Recently I have been spending lots of time looking at the Wikimedia graphite set-up due to working on Grafana dashboards. In exchange for what some people had been doing for me I decided to take a quick look down the list of open Graphite tickets and found T116031. Sometimes it is great when such a small fix can have such a big impact!

After digging through all of the code I eventually discovered the method which sends Mediawiki metrics to Statsd is SamplingStatsdClient::send. This method is an overridden version of StatsdClient::send which is provided by liuggio/statsd-php-client.
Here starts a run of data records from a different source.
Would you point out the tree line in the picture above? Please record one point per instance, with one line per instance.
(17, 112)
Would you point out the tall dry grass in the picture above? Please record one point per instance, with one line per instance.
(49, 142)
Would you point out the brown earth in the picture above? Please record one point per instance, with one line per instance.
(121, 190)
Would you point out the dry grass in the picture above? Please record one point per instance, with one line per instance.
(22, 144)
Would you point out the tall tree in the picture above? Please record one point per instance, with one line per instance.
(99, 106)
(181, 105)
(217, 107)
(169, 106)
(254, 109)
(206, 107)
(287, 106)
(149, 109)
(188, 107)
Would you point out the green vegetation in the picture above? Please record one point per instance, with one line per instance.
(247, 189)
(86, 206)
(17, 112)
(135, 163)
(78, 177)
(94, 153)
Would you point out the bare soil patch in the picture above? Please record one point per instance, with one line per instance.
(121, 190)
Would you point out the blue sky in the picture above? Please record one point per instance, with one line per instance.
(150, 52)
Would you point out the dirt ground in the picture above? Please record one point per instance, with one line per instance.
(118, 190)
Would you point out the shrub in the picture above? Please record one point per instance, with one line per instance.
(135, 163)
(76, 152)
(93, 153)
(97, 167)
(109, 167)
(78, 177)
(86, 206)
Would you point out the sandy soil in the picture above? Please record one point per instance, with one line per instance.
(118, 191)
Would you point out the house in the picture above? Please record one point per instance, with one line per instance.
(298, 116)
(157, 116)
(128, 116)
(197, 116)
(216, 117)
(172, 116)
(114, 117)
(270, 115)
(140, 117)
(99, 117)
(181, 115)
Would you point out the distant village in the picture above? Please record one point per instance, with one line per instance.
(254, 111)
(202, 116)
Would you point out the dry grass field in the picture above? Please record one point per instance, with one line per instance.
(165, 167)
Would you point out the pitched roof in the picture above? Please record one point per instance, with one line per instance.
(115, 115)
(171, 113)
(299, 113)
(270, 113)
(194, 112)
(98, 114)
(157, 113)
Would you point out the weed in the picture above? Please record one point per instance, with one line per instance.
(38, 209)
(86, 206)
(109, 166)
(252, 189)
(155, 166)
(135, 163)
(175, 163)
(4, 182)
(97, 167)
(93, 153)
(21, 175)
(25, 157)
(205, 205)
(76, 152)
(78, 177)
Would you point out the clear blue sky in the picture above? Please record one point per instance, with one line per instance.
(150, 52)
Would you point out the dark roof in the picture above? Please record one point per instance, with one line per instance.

However a bug has existed in the sampling client ever since its creation!

The fix for the bug can be found on gerrit and only a +10 -4 line change (only 2 of those lines were actually code).

The result of deploying this fix on the Wikimedia cluster can be seen below.

Decrease in packets when deploying fixed Mediawiki Statsd client

You can see a reduction from roughly 85kpps to 25kpps at the point of deployment. This is over a 50% decrease!

Decrease in bytes in after Mediawiki Statsd client fix deployment

A decrease in bytes received can also be seen, even though the same number of metrics are being sent. This is due to the reduction in packet overhead, a drop of roughly 1MBps at deployment.

The little things really are great. Now to see if we can reduce that packet count even more!